Brown wakes up in the forest and returns to Salem “ a bewildered man,” and he shrinks away from everyone that he passes, including his wife, Faith (318). Brown knows the whole experience was a dream, but “it was a dream of evil omen for Young Goodman Brown”(319). He lost his faith in other people as well as in himself, and he can’t look at anyone the same way. He has become a human embodiment of doubt because he refused to look at evil, and he is left with a moral uncertainty that is much worse than the actual evil itself. He isolates himself from everyone, including his wife, and “[a] stern, a sad, a darkly meditative, a distrustful if not desperate man did he become from the night of that fearful dream”(319). He has lost faith in both senses of the word, and “he shrank from the bosom of Faith”(319). He shrinks from his own spirituality because he knows he has been required to face and acknowledge the evil in himself and others, and that frightens him more than anything else.
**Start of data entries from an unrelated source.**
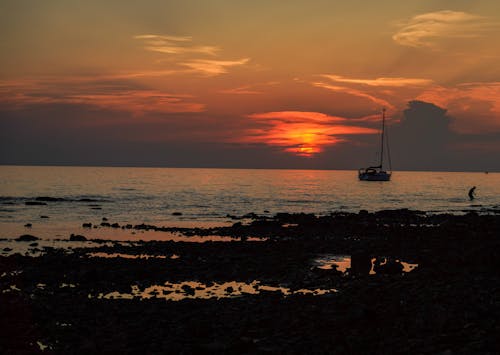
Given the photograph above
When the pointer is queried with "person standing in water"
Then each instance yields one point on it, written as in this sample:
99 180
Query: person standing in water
471 192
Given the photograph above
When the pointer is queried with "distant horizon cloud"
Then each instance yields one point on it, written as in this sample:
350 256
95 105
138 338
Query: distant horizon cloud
137 101
426 30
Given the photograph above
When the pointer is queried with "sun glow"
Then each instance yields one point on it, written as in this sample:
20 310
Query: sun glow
304 134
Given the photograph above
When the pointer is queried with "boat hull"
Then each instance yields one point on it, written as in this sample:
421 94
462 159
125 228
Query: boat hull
378 176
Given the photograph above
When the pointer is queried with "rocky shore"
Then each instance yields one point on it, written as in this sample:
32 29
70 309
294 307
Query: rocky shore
276 297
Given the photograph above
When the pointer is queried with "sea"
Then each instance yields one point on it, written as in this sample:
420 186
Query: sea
53 202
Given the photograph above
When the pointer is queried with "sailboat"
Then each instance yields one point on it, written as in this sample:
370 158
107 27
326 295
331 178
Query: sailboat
377 173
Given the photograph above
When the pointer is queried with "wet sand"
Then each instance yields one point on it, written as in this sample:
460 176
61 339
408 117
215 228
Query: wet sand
242 296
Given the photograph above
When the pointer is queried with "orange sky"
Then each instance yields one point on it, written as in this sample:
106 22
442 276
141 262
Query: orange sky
301 77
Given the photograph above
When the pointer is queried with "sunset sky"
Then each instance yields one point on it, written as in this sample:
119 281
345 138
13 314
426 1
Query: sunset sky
265 84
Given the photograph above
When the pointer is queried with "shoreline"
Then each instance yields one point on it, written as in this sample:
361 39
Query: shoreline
449 302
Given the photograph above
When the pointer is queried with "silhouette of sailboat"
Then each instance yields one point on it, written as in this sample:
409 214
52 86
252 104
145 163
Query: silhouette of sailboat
376 173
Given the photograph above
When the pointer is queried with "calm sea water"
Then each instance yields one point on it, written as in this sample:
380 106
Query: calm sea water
207 196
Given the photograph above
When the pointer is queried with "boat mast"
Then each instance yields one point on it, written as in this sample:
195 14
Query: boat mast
382 140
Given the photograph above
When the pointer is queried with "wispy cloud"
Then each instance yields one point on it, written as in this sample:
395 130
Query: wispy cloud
253 89
113 97
426 29
387 82
301 133
183 51
174 45
354 92
213 67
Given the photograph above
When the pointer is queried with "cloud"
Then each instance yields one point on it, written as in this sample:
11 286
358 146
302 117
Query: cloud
102 95
386 82
476 106
354 92
213 67
301 133
248 89
174 45
182 50
426 30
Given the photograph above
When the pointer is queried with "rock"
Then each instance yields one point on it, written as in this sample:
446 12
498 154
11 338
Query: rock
49 199
35 203
77 238
27 238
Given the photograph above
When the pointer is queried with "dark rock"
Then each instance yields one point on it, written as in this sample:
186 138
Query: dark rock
189 290
35 203
27 238
49 199
77 238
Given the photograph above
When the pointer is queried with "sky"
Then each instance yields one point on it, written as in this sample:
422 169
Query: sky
250 84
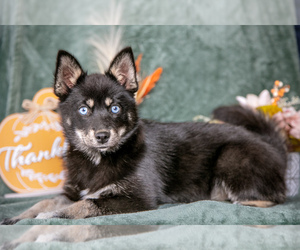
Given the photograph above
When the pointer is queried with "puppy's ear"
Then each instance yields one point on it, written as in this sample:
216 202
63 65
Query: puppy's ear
67 72
123 69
His inability to judge between good and evil also prevents him from cuddling or accepting “faith,” and interacting with the other townspeople. He lived a long miserable life and died with “no hopeful verse upon his tombstone, for his dying hour was gloom”(319). His death was gloom because he didn’t know where he was going to end up, above or below his deathbed. Brown’s moral and social isolation is the worst possible evil that a man can ever have happen to him. If he would have looked at the evils in mankind, he could’ve recognized the good in people. That was the full intention of the dream, but he failed the test miserably.